IW, Franklin, Southampton and Suffolk enter second agreement to house juvenile detainees

Published 5:57 pm Wednesday, November 22, 2023

Some children accused of crimes in Isle of Wight and Southampton counties, or the cities of Franklin and Suffolk, could find themselves incarcerated more than 100 miles away.

Chesapeake Juvenile services, which had previously housed the four localities’ juvenile detainees, ceased accepting non-Chesapeake inmates at the end of March.

In September, officials from the four localities signed an agreement with the Merrimac Juvenile Detention Center in Williamsburg guaranteeing the four a collective eight beds at Merrimac for the next three years.
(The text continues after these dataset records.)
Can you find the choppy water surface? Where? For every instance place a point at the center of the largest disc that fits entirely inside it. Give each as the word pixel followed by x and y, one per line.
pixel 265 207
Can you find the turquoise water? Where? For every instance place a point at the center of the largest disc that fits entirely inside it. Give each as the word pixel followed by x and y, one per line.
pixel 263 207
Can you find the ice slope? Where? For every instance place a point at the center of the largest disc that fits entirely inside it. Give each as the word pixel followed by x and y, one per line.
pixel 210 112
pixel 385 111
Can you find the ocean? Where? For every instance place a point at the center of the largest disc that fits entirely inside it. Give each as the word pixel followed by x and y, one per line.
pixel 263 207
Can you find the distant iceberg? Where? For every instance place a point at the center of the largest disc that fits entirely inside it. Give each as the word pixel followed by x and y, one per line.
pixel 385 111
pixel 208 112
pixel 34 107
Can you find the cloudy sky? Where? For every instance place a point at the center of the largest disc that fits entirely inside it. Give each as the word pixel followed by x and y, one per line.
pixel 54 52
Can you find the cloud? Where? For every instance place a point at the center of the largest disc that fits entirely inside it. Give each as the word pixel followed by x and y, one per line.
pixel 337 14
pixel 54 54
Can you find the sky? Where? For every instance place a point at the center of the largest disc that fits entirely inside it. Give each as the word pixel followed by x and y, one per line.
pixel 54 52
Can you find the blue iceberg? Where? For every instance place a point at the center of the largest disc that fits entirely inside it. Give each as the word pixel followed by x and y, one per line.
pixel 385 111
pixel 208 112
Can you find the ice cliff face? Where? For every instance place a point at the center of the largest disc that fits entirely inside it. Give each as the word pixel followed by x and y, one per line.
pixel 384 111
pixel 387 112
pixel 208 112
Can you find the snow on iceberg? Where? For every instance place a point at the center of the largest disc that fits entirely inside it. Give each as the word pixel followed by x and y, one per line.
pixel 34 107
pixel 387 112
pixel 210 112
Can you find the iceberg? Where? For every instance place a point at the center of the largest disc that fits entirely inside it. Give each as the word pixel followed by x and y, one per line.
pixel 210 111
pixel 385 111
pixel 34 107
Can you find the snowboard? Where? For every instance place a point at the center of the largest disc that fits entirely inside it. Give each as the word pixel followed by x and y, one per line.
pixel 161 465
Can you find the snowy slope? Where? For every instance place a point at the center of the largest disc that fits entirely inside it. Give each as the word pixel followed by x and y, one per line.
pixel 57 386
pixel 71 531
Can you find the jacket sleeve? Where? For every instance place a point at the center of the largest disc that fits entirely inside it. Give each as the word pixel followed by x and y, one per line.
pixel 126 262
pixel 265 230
Isle of Wight’s Board of Supervisors approved a second multi-locality agreement on Nov. 16 with the James River Juvenile Detention Center, located at the Powhatan-Goochland county border.

Per the terms of the agreement, Isle of Wight will act as the fiscal agent and will make quarterly payments to Henrico County, one of three Richmond suburbs that operates the center.

Based upon a three-year average spanning 2020 through 2022, Suffolk is allocated 575 beds, accounting for 78% of the four Tidewater localities’ collective share, at an annual cost of $476,226.

Franklin has the next highest allocation and cost, at 70 beds and $57,510 per year, accounting for 9.4% of the agreement.

Southampton is allocated 46 beds at $38,064 per year, accounting for 6.2%. Isle of Wight is allotted 45 beds at $37,224, accounting for 6.1%.

Under the October agreement with Merrimac, Suffolk is allotted an additional 6.26 beds at an annual cost of $664,441. Franklin is allotted 0.76 beds at $80,242. Southampton is allocated 0.5 beds at $53,104 and Isle of Wight is allotted 0.49 beds at $51,933.

Isle of Wight increased its general fund budget by just under $800,000 in September to account for the collective annual payments of the four localities to Merrimac. Isle of Wight’s supervisors voted unanimously on Nov. 16 to approve an additional $571,800 budget increase to account for the four localities’ shares of the James River agreement.

According to Isle of Wight County Administrator Randy Keaton, the reason Merrimac is costlier for far fewer beds is because the agreement includes transportation costs, while the agreement with James River does not.